= Hurst Hairy Olds =

Pair of exhibition funny cars

Hurst Hairy Olds is the name given to a pair of exhibition funny cars campaigned by Hurst Performance in 1966 and 1967.

Developed with help from General Motors engineer John Beltz, the Hurst Hairy Olds was built to be a showcase for the then-new chain-driven automatic transaxle of the 1966 Oldsmobile Toronado as well as a rival to the Hurst Hemi Under Glass. There were doubts in the automotive press as to the strength of such a system; the Hairy Olds was designed to dispel these doubts.

The car debuted at a meet in Bakersfield, California on March 4, 1966. Driven by Joe Schubeck, the Hurst Hairy Olds began as a fully trimmed and later upholstered Oldsmobile 442 in body in white (BIW) form. Hurst installed not one but two 425 in³ (7 L) Oldsmobile engines and Toronado transaxles both front and rear; a pair of drag parachutes were mounted in the stock taillight positions and four-wheel disc brakes were fitted as well. Two engines meant two of virtually everything in the cockpit related to the operation of the car, including two cable-operated shifters, two tachometers, two sets of oil pressure and temperature gauges and even two accelerator pedals. Additional power was provided via a Cragar Equipment-modified 6-71 GMC supercharger atop each engine, each burning a blend of nitromethane and alcohol. Weight was reduced through the use of aluminum body components and Plexiglas windows. The result was a 2400-horsepower, four-wheel-drive exhibition drag racer which smoked its front and rear tires down the length of the race track with times in the eleven-second range.

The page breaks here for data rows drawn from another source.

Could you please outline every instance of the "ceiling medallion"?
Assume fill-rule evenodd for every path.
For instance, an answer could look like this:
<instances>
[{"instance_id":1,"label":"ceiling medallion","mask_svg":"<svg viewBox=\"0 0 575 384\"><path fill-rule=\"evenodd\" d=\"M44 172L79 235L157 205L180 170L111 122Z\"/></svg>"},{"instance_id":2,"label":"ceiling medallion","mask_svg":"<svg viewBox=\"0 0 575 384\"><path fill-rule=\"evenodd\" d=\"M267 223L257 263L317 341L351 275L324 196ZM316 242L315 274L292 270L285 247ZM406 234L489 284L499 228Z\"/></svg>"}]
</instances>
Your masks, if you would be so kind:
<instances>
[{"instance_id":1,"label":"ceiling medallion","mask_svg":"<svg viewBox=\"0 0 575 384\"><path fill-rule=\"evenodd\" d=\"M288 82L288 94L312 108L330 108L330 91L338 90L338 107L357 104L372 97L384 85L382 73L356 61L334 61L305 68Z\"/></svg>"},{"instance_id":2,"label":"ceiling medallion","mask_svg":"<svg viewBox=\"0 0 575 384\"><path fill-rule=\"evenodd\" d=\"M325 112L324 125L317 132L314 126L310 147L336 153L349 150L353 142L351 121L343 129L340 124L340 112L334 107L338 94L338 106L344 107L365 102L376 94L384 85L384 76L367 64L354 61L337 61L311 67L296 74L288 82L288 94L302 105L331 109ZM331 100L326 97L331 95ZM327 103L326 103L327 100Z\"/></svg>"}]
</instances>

Although the drive chains held up admirably, the car was not without its problems. The tremendous amount of power at the front wheels caused massive torque steer, resulting in difficulty in keeping the car in a straight line. The rear engine contributed to unloading of the front wheels, which in turn caused the front engine to overspeed. Visibility was poor as well due to tire smoke from both ends of the car. This coupled with engine oil spray out of the valve cover breathers because of the pressure of the superchargers.

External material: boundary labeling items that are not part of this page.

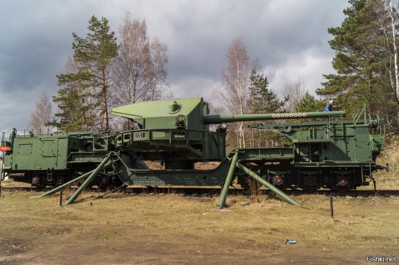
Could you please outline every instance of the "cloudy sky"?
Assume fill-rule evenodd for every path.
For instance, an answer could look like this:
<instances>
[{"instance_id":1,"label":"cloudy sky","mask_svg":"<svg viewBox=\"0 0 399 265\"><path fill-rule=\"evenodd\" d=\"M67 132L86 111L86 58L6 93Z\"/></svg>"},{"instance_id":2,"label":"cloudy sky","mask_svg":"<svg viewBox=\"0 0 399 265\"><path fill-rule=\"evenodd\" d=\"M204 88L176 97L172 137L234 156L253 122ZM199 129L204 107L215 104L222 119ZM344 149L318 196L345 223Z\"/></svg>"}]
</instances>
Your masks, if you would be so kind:
<instances>
[{"instance_id":1,"label":"cloudy sky","mask_svg":"<svg viewBox=\"0 0 399 265\"><path fill-rule=\"evenodd\" d=\"M211 97L227 47L240 37L260 59L278 94L303 77L314 93L333 72L327 28L341 25L347 0L0 1L0 132L26 128L43 91L72 56L72 33L84 36L93 15L118 28L127 12L145 18L151 39L169 45L168 83L175 98Z\"/></svg>"}]
</instances>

A second Hurst Hairy Olds was built in 1967, but was wrecked during an exhibition race in Niagara, New York.

The 1967 car was the subject of one of the most popular model kits of the 1960s, a 1/24 version produced by Monogram.

----

The 1966 car presently resides at the R.E. Olds Transportation Museum in Lansing, Michigan; the wrecked 1967 car was shipped back to Hurst Performance and dismantled.